SICUREZZA PER TUTTI, ANCHE PER HEZBOLLAH
Alessandra Libutti
Eccoci qua, con una nuova perla da aggiungere alla collana delle dichiarazioni indimenticabili della politica italiana. Il ministro Tajani, in un impeto di sincerità o forse in un momento di distrazione strategica, ci ha regalato un’affermazione che, letta di primo acchito, suona come una battuta da bar alle due del mattino: le truppe italiane in Libano, ci dice, “hanno garantito la sicurezza anche di Hezbollah.” Sì, proprio così. Non “anche la sicurezza di civili” o “anche la stabilità dell’area,” ma di Hezbollah.
Ora, possiamo aspettarci a breve il solito copione: qualche collaboratore zelante apparirà davanti alle telecamere per dirci che Tajani è stato frainteso. “Non intendeva dire che le nostre truppe unite all’UNIFIL stessero difendendo un’organizzazione terroristica riconosciuta tale dall’UE. È evidente che le sue parole vanno contestualizzate, meditate, decantate come un buon vino.” Certo, perché tutti sappiamo che Hezbollah è famosa per apprezzare la pace e non, diciamo, per lanciare razzi contro Israele.
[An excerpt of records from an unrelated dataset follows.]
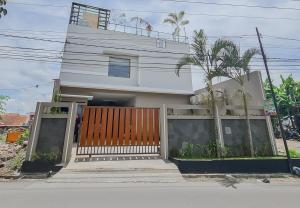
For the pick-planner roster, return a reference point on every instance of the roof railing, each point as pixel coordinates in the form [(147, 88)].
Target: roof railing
[(98, 18)]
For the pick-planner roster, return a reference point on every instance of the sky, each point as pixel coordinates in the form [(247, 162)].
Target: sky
[(28, 82)]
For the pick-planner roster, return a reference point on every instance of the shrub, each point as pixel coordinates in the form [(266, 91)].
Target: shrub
[(49, 156), (24, 137), (16, 163), (294, 153)]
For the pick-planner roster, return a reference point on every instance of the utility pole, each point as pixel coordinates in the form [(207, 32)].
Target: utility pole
[(275, 103)]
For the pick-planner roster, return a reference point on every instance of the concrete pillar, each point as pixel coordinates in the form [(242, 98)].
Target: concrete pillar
[(34, 132), (163, 132)]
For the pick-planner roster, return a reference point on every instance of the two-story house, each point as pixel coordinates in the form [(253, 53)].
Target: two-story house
[(116, 65)]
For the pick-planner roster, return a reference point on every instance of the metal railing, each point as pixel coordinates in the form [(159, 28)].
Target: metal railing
[(98, 18), (146, 33)]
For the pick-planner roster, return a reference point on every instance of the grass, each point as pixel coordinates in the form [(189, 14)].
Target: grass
[(16, 163), (2, 138), (234, 158), (294, 153)]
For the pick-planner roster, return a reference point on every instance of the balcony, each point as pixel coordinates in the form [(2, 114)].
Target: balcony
[(98, 18)]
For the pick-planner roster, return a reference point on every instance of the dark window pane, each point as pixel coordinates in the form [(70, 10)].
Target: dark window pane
[(119, 67)]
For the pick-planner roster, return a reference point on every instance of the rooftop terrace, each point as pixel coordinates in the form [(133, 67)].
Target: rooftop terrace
[(99, 18)]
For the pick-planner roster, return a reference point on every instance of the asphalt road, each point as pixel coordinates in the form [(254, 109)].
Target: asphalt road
[(31, 194)]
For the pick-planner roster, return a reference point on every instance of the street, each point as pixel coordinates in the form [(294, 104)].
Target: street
[(39, 193)]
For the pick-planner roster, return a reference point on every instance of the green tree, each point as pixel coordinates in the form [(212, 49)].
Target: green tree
[(3, 11), (3, 100), (238, 69), (287, 94), (211, 62), (140, 21), (178, 21)]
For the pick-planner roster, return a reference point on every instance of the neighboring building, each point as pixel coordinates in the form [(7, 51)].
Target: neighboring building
[(105, 67), (14, 120)]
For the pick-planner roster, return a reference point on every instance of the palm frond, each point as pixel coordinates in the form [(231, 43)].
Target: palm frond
[(187, 60), (180, 15), (173, 16), (184, 22), (219, 47), (169, 20)]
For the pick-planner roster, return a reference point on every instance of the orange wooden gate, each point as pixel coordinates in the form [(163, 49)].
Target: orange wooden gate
[(119, 130)]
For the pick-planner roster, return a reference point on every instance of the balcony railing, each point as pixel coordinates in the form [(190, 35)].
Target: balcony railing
[(144, 32), (98, 18)]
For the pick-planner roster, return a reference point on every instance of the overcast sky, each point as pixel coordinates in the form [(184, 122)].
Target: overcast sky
[(48, 19)]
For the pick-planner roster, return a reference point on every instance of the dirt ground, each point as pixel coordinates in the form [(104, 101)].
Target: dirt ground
[(292, 144)]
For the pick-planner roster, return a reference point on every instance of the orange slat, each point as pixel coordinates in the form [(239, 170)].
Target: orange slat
[(84, 126), (133, 127), (127, 125), (116, 126), (121, 127), (109, 126), (103, 126), (139, 126), (97, 127), (150, 120), (156, 127), (145, 126), (91, 126)]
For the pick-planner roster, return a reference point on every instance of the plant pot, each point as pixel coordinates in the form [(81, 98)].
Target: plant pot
[(39, 167)]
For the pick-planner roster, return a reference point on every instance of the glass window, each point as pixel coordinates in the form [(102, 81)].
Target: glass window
[(119, 67)]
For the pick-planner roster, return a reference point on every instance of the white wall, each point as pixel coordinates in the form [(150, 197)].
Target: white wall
[(152, 70)]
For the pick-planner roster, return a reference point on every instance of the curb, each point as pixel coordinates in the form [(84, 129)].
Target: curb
[(260, 176)]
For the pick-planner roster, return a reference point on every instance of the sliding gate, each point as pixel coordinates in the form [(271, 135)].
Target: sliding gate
[(118, 130)]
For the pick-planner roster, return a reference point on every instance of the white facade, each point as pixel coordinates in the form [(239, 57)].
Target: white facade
[(87, 53)]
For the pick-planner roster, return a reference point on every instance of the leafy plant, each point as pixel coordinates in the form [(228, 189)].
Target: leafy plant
[(24, 137), (287, 94), (16, 163), (3, 100), (3, 11), (211, 61), (174, 152), (49, 156), (140, 21), (294, 153), (238, 67), (178, 21)]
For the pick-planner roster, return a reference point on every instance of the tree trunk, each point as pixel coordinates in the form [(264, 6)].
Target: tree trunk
[(249, 134), (213, 111)]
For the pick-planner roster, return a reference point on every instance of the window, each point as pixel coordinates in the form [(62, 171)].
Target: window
[(119, 67), (161, 43)]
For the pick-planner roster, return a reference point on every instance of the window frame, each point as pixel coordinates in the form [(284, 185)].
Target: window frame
[(122, 58)]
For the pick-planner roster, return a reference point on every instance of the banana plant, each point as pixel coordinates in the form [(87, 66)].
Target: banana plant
[(3, 11), (210, 61), (238, 69)]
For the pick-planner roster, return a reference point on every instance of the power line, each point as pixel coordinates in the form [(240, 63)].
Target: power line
[(167, 12), (157, 69), (58, 52), (91, 45), (234, 5)]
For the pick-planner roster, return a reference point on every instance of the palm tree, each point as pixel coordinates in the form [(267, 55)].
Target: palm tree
[(177, 21), (2, 10), (238, 68), (139, 21), (211, 62)]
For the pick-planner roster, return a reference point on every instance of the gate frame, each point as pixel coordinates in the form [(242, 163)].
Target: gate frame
[(69, 133), (151, 147)]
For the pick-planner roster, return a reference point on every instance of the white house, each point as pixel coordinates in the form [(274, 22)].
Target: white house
[(114, 65)]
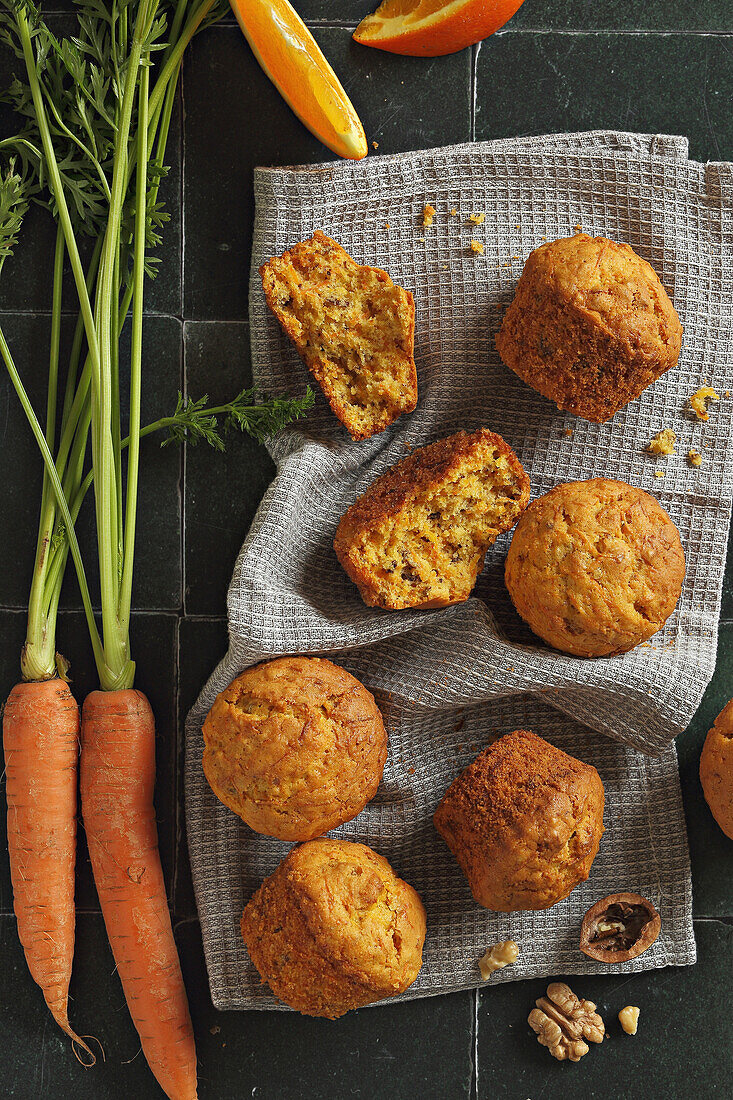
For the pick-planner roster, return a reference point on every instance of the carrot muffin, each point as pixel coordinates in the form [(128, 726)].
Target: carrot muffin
[(295, 746), (419, 534), (717, 769), (595, 567), (524, 821), (590, 326), (334, 928), (353, 327)]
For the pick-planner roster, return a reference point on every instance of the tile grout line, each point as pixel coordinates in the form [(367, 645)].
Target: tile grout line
[(474, 1074)]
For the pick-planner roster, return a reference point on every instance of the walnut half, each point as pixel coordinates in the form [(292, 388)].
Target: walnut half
[(619, 927), (562, 1022)]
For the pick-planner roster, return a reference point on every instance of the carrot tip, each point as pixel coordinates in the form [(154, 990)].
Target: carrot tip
[(87, 1058)]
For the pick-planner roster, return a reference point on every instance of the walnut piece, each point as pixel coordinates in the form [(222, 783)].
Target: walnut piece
[(663, 442), (562, 1022), (699, 402), (498, 957), (619, 927), (628, 1019)]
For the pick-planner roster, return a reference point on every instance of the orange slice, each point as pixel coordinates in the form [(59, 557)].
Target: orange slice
[(433, 28), (290, 55)]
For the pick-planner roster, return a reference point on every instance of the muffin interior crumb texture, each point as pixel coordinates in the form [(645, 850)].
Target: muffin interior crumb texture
[(352, 326), (418, 537)]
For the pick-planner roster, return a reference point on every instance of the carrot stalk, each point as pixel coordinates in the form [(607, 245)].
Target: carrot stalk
[(41, 743), (117, 780)]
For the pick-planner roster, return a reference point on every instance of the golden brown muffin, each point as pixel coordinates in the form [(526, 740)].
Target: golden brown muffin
[(418, 536), (295, 746), (334, 928), (353, 327), (595, 567), (524, 821), (590, 326), (717, 769)]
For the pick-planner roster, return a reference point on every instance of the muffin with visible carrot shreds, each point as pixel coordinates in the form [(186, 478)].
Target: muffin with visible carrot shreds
[(353, 327), (418, 536), (335, 928), (295, 746)]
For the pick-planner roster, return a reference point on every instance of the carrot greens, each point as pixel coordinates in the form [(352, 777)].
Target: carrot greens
[(96, 110)]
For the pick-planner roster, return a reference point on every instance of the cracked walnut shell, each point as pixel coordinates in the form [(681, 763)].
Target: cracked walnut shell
[(619, 927), (562, 1023)]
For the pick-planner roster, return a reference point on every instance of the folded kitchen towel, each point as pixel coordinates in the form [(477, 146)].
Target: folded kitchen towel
[(449, 681)]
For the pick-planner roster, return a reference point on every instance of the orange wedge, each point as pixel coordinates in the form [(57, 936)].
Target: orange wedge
[(290, 55), (433, 28)]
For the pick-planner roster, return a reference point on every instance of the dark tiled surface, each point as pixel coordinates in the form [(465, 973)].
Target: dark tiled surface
[(653, 83), (403, 102), (222, 491), (676, 1052), (577, 74)]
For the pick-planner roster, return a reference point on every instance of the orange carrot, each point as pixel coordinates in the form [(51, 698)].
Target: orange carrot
[(118, 774), (41, 741)]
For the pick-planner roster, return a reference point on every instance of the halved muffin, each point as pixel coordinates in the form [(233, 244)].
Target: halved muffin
[(353, 328), (418, 536)]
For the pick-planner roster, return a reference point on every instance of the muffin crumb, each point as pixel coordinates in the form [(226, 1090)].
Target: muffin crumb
[(663, 442), (699, 402)]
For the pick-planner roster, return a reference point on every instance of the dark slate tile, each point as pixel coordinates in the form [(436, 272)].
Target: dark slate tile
[(201, 645), (28, 276), (403, 105), (711, 851), (620, 15), (677, 1052), (157, 580), (674, 84), (153, 645), (222, 491), (560, 14), (420, 1048)]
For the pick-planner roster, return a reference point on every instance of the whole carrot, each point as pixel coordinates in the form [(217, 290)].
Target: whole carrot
[(41, 743), (117, 779)]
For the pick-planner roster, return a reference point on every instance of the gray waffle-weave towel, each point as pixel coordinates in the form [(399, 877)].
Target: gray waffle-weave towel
[(448, 681)]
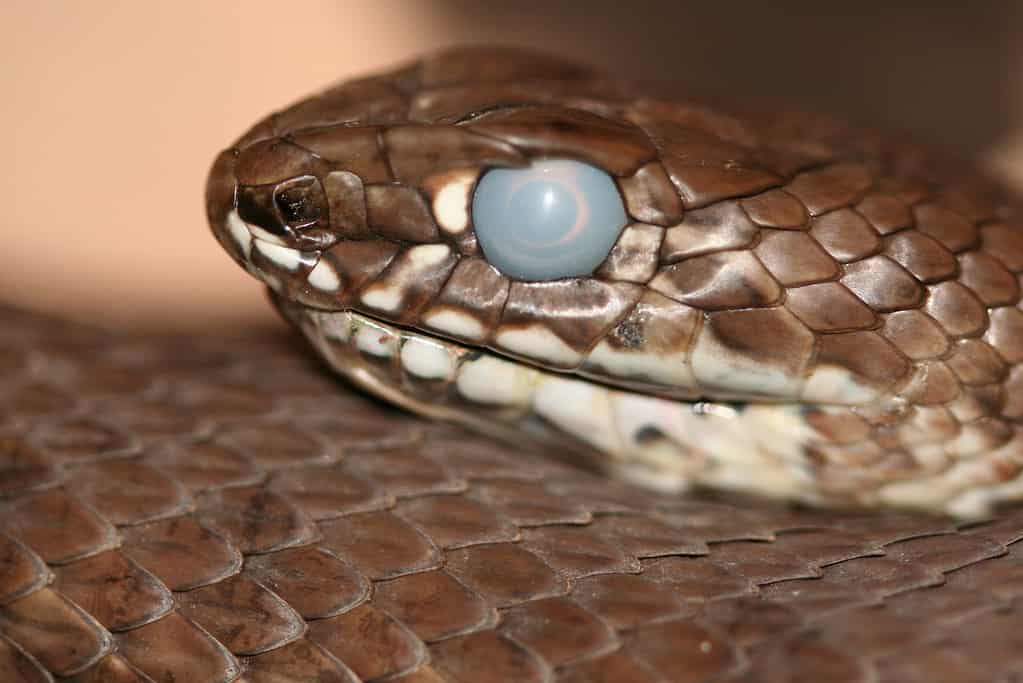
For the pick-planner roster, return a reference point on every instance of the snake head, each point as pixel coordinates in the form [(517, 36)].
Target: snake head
[(862, 300)]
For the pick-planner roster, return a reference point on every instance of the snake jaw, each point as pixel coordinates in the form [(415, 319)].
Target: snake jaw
[(868, 316)]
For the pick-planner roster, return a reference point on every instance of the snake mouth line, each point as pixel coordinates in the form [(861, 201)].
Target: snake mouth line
[(659, 443)]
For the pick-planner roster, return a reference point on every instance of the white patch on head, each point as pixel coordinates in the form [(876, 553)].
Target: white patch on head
[(324, 277), (451, 202), (490, 380), (384, 298), (374, 339), (716, 366), (829, 383), (284, 257), (538, 343), (670, 369), (238, 230), (426, 359), (454, 323)]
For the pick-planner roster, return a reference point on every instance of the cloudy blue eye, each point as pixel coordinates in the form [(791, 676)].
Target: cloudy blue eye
[(557, 218)]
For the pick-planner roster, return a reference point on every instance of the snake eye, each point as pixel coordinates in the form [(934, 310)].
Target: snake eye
[(300, 201), (558, 218)]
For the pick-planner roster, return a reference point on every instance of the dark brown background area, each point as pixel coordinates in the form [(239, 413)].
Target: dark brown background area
[(113, 112)]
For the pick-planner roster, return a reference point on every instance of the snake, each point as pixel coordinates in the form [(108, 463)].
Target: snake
[(700, 293)]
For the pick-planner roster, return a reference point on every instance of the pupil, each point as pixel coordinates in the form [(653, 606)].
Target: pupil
[(547, 212)]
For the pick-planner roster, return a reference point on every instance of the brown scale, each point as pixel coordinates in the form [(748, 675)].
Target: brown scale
[(607, 580)]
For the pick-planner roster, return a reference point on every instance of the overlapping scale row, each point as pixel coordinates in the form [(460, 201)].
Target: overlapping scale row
[(267, 524)]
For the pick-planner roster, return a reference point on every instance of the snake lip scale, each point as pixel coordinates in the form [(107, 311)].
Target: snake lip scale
[(793, 307)]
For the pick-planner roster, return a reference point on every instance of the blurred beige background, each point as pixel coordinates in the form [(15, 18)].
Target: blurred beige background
[(113, 110)]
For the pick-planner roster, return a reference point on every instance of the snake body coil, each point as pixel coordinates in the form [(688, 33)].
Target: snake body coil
[(792, 307)]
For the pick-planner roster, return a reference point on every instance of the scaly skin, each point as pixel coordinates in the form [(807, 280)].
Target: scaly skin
[(797, 308)]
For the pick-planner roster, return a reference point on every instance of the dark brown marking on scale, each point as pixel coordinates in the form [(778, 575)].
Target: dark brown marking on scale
[(650, 196), (475, 288), (716, 228)]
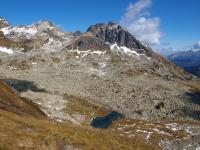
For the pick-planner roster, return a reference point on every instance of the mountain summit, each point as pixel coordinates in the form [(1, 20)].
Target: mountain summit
[(106, 63)]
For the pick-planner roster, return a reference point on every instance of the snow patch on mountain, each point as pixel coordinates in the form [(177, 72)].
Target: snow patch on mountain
[(87, 52), (6, 50), (125, 50)]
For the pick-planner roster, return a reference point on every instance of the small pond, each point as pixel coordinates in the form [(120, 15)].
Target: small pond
[(106, 121)]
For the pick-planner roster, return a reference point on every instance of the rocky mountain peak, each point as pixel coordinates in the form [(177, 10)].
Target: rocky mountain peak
[(114, 33), (44, 24), (3, 23)]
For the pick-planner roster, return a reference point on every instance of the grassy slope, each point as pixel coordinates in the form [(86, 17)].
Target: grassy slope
[(23, 126)]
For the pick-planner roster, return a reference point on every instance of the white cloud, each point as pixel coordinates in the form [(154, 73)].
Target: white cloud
[(137, 21), (197, 45)]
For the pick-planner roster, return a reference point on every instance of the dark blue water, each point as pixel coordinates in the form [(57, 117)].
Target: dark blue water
[(106, 121)]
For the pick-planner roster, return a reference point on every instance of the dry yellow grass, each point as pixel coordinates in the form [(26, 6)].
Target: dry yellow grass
[(17, 132)]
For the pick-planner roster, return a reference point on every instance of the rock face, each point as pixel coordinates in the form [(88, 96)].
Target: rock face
[(188, 60)]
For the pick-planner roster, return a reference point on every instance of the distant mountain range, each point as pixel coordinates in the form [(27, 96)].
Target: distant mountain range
[(188, 60)]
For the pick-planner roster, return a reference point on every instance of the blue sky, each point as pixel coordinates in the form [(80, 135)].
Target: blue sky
[(173, 23)]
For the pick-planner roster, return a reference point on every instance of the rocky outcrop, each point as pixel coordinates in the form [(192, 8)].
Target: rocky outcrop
[(3, 23)]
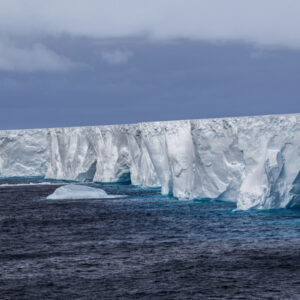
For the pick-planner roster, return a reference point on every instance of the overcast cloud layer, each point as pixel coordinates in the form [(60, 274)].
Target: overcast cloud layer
[(89, 62), (268, 23)]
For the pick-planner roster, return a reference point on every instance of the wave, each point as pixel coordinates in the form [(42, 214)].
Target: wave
[(28, 184)]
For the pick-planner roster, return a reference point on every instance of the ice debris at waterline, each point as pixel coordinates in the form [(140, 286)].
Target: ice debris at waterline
[(77, 191), (254, 161)]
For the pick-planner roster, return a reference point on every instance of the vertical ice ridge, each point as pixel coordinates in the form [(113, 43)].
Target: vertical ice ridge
[(254, 161)]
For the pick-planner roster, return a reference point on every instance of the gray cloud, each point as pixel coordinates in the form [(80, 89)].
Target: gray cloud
[(265, 22), (32, 59), (116, 56)]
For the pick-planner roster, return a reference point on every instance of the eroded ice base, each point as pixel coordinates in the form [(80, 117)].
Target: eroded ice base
[(77, 191), (254, 161)]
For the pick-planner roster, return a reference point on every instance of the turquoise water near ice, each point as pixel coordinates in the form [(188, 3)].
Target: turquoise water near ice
[(143, 246)]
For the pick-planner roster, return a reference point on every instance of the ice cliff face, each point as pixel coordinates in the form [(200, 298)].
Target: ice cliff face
[(254, 161)]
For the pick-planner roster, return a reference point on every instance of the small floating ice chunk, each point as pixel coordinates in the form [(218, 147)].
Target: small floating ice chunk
[(76, 191)]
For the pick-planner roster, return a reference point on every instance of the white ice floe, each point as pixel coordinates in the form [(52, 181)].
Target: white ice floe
[(77, 191), (253, 161), (4, 185)]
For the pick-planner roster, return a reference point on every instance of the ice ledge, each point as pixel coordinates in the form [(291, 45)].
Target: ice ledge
[(254, 161)]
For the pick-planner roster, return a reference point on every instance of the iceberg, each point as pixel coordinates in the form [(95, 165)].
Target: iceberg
[(253, 161), (76, 191)]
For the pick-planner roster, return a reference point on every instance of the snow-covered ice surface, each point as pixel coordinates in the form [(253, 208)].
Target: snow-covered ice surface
[(77, 191), (254, 161)]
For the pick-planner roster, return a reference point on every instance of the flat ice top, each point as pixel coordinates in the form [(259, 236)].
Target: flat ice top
[(77, 191)]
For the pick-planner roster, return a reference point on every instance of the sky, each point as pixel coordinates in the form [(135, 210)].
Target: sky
[(94, 62)]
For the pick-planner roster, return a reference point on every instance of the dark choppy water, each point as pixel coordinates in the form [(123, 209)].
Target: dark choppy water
[(143, 247)]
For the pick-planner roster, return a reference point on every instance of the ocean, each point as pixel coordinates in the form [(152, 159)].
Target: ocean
[(142, 246)]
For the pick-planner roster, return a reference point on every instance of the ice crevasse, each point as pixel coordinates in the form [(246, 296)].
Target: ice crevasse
[(254, 161)]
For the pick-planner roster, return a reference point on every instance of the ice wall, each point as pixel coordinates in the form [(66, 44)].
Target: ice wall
[(254, 161)]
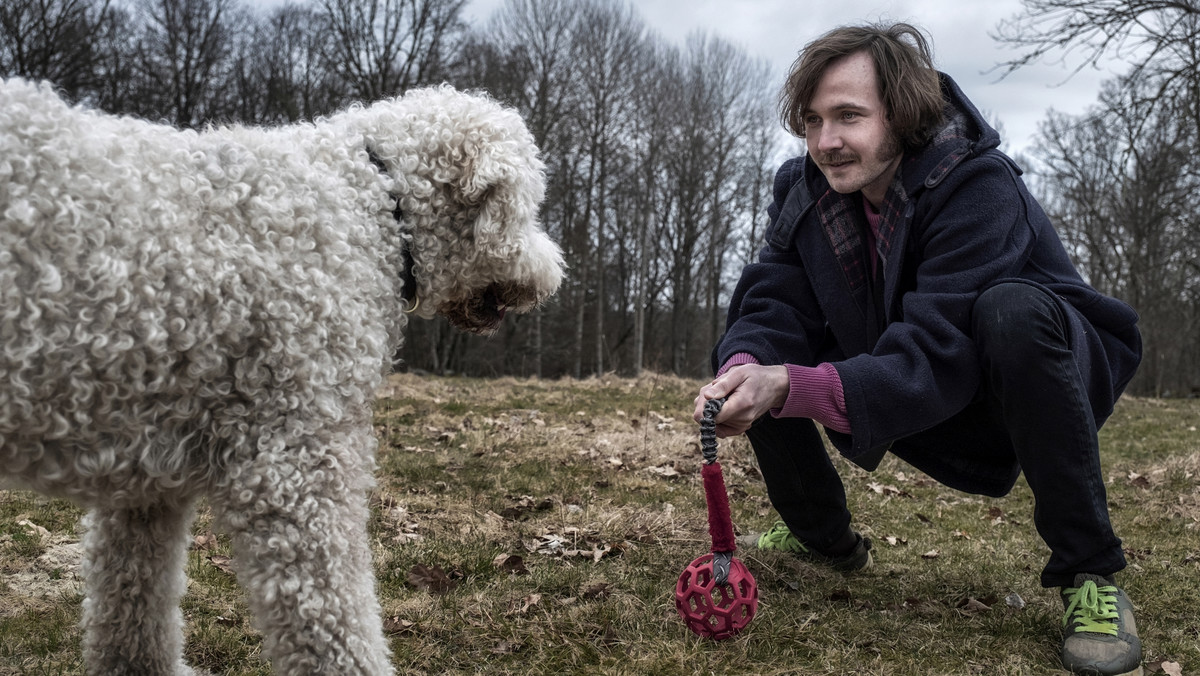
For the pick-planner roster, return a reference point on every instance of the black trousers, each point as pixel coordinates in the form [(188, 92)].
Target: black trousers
[(1031, 416)]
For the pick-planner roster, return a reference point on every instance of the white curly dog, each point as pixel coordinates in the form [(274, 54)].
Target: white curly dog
[(209, 313)]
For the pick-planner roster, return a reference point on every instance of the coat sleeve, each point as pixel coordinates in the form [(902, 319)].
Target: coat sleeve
[(757, 323), (972, 231)]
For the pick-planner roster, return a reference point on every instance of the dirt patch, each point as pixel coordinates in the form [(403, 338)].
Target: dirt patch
[(46, 579)]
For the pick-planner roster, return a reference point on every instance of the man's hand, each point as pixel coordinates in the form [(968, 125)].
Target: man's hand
[(751, 389)]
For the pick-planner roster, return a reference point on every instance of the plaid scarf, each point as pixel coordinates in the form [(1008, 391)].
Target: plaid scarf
[(845, 226)]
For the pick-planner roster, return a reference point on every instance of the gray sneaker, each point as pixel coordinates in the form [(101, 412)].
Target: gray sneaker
[(780, 538), (1099, 635)]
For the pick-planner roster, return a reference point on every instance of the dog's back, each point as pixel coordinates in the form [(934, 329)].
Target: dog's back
[(156, 288)]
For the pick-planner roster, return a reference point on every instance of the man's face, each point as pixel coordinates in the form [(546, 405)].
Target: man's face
[(847, 130)]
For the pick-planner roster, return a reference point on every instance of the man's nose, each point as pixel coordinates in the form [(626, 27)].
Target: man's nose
[(827, 139)]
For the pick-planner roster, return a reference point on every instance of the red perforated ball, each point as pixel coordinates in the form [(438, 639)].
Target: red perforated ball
[(712, 610)]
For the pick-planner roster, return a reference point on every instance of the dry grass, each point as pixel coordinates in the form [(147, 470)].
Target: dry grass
[(539, 527)]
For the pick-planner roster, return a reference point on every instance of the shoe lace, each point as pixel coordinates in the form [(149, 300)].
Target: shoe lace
[(1095, 609), (781, 538)]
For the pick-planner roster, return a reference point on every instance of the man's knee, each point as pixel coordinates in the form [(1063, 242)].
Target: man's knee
[(1014, 321)]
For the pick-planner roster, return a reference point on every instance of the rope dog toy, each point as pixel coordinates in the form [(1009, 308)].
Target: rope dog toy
[(717, 596)]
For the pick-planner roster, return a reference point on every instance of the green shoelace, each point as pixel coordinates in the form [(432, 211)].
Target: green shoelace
[(1095, 609), (779, 537)]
Mica vorremo pensare che sia stato davvero uno di quei lapsus freudiani, quei momenti subdoli in cui il subconscio prende il controllo e ti fa dire ciò che sarebbe meglio tenere nascosto, specialmente in politica, dove le parole pesano come macigni. È quel tipo di scivolone che lascia intravedere quello che hai ben chiaro in testa ma che non avresti mai voluto far uscire, perché sennò ci fai una figura imbarazzante, di quelle che restano negli annali. È come se, per un istante, la tua diplomazia si fosse distratta e avesse permesso a una verità scomoda di affacciarsi al mondo, lasciando il pubblico interdetto e i tuoi collaboratori intenti a scrivere la smentita del secolo, a buttarla in caciara o addirittura a ridere.
È un po’ difficile però trovare divertente l’idea che le nostre truppe, che a tutti gli effetti dovrebbero essere lì per mantenere la pace, possano in qualche modo essere percepite come “protettori” di un’organizzazione il cui curriculum non proprio pacifico è ben noto. Tajani, forse nella sua mente, immaginava un plot twist diplomatico: “Italiani, i pacieri di tutti! Garantiamo sicurezza anche ai vostri nemici!” Il che, diciamocelo, sarebbe proprio da Tajani. In fondo noi non facciamo distinzioni: un bel ‘peace and love’ e siamo a posto.
Adesso, aspettiamoci l’altra grande specialità della politica contemporanea: il ribaltamento. Chiunque si permetta di sottolineare questa gigantesca uscita di strada verrà accusato di fare polemica sterile, di essere fazioso, di non capire il grande disegno strategico di Tajani. Qualcuno dirà che i veri colpevoli sono i giornalisti o i commentatori che “esasperano i toni.”
Nel frattempo, lo sforzo creativo del governo sarà concentrato nel trovare una formula verbale che giustifichi l’inciampo: “Non voleva dire Hezbollah-Hezbollah, capite? Si riferiva a una sicurezza generale che, in un certo senso, indirettamente… ecco…” (Inserire qui un lungo silenzio imbarazzato).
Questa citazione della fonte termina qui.